When I saw the future of spoken word perform, I realized that was something I still wanted very badly, only I had let myself forget. I saw on stage a version of myself that was more alive than I had ever been. And it stung in a bitter-sweet sort of way. And it gave me inspiration and motivation to revisit this place, this part of myself I let slip away sometimes.

After my book was signed, I hugged Beau and promised I'd call him before he left New York. I stepped outside and into my own world. I decided to walk the 35 blocks to my bus because nights like these are too rare to be spent on a subway. I silently vowed to immerse myself in the spoken word scene again, for reasons like wanting to be a part of this community, and needing to be inspired by this raw talent.

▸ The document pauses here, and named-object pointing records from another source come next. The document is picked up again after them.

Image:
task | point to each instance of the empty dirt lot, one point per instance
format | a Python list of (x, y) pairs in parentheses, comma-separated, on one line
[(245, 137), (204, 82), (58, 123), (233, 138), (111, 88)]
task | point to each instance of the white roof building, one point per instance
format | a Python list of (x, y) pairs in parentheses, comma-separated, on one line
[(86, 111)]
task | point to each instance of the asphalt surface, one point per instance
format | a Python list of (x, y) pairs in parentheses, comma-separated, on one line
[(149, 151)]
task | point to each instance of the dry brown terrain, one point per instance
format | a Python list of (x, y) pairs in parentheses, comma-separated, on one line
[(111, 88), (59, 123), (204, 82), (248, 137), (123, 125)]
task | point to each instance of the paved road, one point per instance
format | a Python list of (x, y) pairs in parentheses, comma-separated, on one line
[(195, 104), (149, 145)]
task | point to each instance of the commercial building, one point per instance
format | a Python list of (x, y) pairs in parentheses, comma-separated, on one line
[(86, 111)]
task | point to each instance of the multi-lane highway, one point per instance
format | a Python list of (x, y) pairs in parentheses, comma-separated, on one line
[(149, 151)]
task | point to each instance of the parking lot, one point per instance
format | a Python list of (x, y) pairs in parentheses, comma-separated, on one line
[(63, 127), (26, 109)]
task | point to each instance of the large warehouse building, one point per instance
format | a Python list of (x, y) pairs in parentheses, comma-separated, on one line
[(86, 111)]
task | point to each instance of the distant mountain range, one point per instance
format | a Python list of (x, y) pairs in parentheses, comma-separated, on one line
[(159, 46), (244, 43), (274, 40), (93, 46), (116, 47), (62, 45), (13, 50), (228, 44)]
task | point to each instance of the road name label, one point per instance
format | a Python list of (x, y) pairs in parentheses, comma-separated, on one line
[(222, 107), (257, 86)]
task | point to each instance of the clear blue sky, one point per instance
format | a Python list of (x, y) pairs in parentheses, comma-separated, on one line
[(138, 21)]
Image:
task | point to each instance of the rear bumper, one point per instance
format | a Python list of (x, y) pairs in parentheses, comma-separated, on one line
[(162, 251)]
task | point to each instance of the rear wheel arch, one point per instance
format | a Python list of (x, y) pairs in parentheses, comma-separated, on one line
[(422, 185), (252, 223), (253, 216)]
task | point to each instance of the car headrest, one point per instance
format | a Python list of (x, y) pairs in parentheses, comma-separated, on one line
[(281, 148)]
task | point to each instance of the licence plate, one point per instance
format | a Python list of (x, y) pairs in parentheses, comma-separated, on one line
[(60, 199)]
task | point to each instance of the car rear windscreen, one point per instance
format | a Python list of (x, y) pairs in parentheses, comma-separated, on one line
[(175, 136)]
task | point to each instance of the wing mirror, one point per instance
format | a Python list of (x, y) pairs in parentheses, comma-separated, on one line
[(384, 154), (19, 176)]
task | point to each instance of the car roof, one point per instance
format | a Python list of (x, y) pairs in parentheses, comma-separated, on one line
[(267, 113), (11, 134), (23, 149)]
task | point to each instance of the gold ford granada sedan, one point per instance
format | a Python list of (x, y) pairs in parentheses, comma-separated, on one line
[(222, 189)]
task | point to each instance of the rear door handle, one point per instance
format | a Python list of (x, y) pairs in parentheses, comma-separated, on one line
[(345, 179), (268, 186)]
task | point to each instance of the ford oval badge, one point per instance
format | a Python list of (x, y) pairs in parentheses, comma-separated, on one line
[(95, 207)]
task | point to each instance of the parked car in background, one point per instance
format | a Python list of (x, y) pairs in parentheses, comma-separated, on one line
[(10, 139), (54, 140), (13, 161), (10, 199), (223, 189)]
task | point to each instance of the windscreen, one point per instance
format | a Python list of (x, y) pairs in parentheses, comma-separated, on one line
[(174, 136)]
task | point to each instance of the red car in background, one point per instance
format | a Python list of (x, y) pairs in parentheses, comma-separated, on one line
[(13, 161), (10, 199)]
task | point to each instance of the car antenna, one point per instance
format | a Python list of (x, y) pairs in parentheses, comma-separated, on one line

As I passed Astor Place I smiled, watching some kids running while spinning the cube. I looked at all the buildings around me, crossed the street and continued on my way, as I started to fall in love with New York once again.

Monday, November 19, 2007

Friday, November 16, 2007

Friday Haiku

Today I go to
jury duty. At least I
get paid. Finally.

Shabbat shalom xx

Tuesday, November 13, 2007

"What do you think is a good way I can strengthen my connection to Hashem?"

I asked him on the way back to New York from Montreal. For hours on end, both on the way there and back, we all filled the car with words of Torah. We questioned the reasoning of brachot and the right way to do them. We listened to a shiur about the World to Come. We spoke about the tzadikim who live in another world that we may never know. And we came to the conclusion that while we have free will to make our own choices and steer the course to our destinies, ultimately it is Hashem's will that brings us to where we're supposed to be.

And so when I asked for his opinion and recommendation for one thing that I can do to bring myself closer, I wasn't expecting the answer he gave me. I thought he was going to recommend another blessing to make when I eat, or say my prayers in the morning every day. But instead he said, "Well, I was thinking about this before, and I don't mean to preach or judge, especially because I had one myself, but I think you should take out your tongue ring." Uh-huh. "Well if you think about it, it's a metal bar in your tongue, so there's a kashrut issue." Ah-ha. I hadn't thought about that before. To which I asked incredulously, "So I've been eating traif this whole time???" I was in shock. I didn't know what to do. I still don't. Because you don't think that a tongue ring is like a metal utensil that can absorb which is why you need one set for dairy and one set for meat. So do I now need to have one tongue ring for sipping coffee and one for eating a burger? What if I use glass? All these questions seem ridiculous to me and probably do to you as well. But still, once someone points out something you didn't know before, it's hard to forget. So I'm left to step back and see what my options are. Maybe I should just take on some more tefilot. In the mean while, all suggestions are welcome.

Tuesday, November 6, 2007

It was an amazing night

I couldn't have asked for a better show with such energy, packed, maybe 150 people in the audience. And we did a fantastic job. We created this show from scratch and accomplished so much. I am honored to be in a show with such wonderful and talented people. Maybe in another life I could have been an actress.

Before the show started, during my 5th trip to the bathroom, my phone fell in the toilet. It was okay. Didn't seem to gross me out or anything. It kinda works now but I think it's a little shaken up.

Anyway, while waiting for the train to go home in the designated waiting area, a cop in Penn Station started asking people to see their tickets. Many had been sleeping and were now being woken up all so that they could buy a ticket for a train they had no plans to ride just so they could go back to sleep once again. I began to realize how lucky and fortunate I am, for having a ticket, for having the money for a ticket and for actually having a destination where this waiting room was only a short stop. I guess if you're able to read this then you're pretty fortunate too.